Renzi_Rossi

Dunque, congresso. Ma per cambiare direzione

Sono da sempre un appassionato di Enzo Iannacci. Di più, un vero e proprio cultore del cantautore milanese.
Estate dell’ultima guerra/non quella ma questa che c’è/ancora col culo per terra/insieme soltanto noi tre”. E’ l’incipit di un suo celebre brano, E allora andiamo, che, secondo me, fotografa il PD verso il congresso. Anche noi, tutto sommato, sembriamo venir fuori da una guerra e sciocco chi pensava si trattasse solo di confrontarsi e misurarsi con una proposta di riforma costituzionale.

Una guerra che, oggettivamente, un po’ con il culo per terra ci ha messi e si spera di rialzarsi in fretta e senza troppi lividi. Qualcuno potrebbe obiettarmi che sono in due, Enrico Rossi e Matteo Renzi, gli unici che hanno annunciato di candidarsi alla segreteria. Ma siamo un partito di sinistra e la previsione di tre soli candidati indulge ad un ingiustificato ottimismo, considerata la nostra sciagurata tradizione. Dunque, congresso. Finalmente. Perché di un congresso c’è bisogno a prescindere da ciò che è successo domenica 4 dicembre. Di un congresso c’è bisogno perché per continuare a militare nel PD è necessario sciogliere alcuni nodi e chiarire alcune gravi ambiguità . Nessuna azione, nessuna politica di Governo, prescindendo dal merito, è stata mai il risultato di un confronto reale. Nessuna proposta è stata mai elaborata dalla Direzione del PD, discussa nei circoli e, quindi, posta all’attenzione dei gruppi parlamentari e dell’esecutivo. Al contrario, la Direzione era chiamata ad approvare, a maggioranza, soluzioni già precostituite e preconfezionate e anche quando in questo organismo fosse stata raggiunta un intesa su alcune modifiche, venivano successivamente puntualmente disattese (vedi il caso dei “licenziamenti collettivi” nel Jobs Act e il premio alla coalizione divenuto premio al partito e capilista bloccati nell’Italicum).

Di un congresso c’è bisogno perché è oramai evidente che la coincidenza tra segretario e candidato premier non si tiene insieme, soprattutto in un partito dove la sintesi tra le diverse anime, le diverse sensibilità politiche e culturali non si è ancora compiutamente realizzata e vi è, quindi, necessità di qualcuno che si dedichi per intero ed esclusivamente alla sua cura.

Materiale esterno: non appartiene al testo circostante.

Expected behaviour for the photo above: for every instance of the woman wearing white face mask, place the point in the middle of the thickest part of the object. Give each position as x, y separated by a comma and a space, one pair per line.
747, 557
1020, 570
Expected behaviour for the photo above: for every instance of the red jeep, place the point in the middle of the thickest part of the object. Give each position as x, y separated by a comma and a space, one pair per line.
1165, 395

Di un congresso c’è bisogno perché è essenziale e vitale per il futuro stesso del partito individuare regole e percorsi per la selezione e la formazione di una classe dirigente che non sia unicamente il prodotto della fedeltà a questo o a quel leader. Di un congresso c’è bisogno per abbandonare definitivamente l’idea di un partito costruito sull’ambizione dei singoli e non sulla base di una proposta politica collettiva e condivisa. Di un congresso c’è bisogno perché è ora di chiarire se il Partito Democratico è il punto di incontro tra le forze di ispirazione socialista, cristiane e cattolico democratiche che ispirate da sempre da valori quali la solidarietà, l’attenzione agli ultimi, agli esclusi, si uniscono per dare una nuova speranza a quanti avrebbe dovuto rappresentare e che, invece, si sentono da noi abbandonati, traditi.

E’ un elenco, forse non esaustivo, di questioni urgenti sulle quali il prossimo congresso dovrà confrontarsi. Se qualcuno, e vi sono segnali preoccupanti in tal senso, pensasse ad un appuntamento dove consumare la propria rivincita, la propria vendetta accompagnata dal desiderio di non fare prigionieri, decreterebbe la fine del PD e, molto probabilmente, comprometterebbe il suo stesso futuro politico. Si correrebbe il rischio di assistere alla nascita di un ennesimo “partito personale” di cui, sinceramente, non se ne avverte alcun bisogno. Noi saremo in campo non con l’elenco delle cose che non ci sono piaciute, ma con quelle che vorremmo si realizzassero. Non saremo in campo contro qualcuno, ma per qualcosa. E siccome se ami Jannacci non puoi non amare Gaber, parafrasando il suo “Qualcuno era comunista”, saremo in campo perché al nostro gabbiano non si rattrappiscano le ali.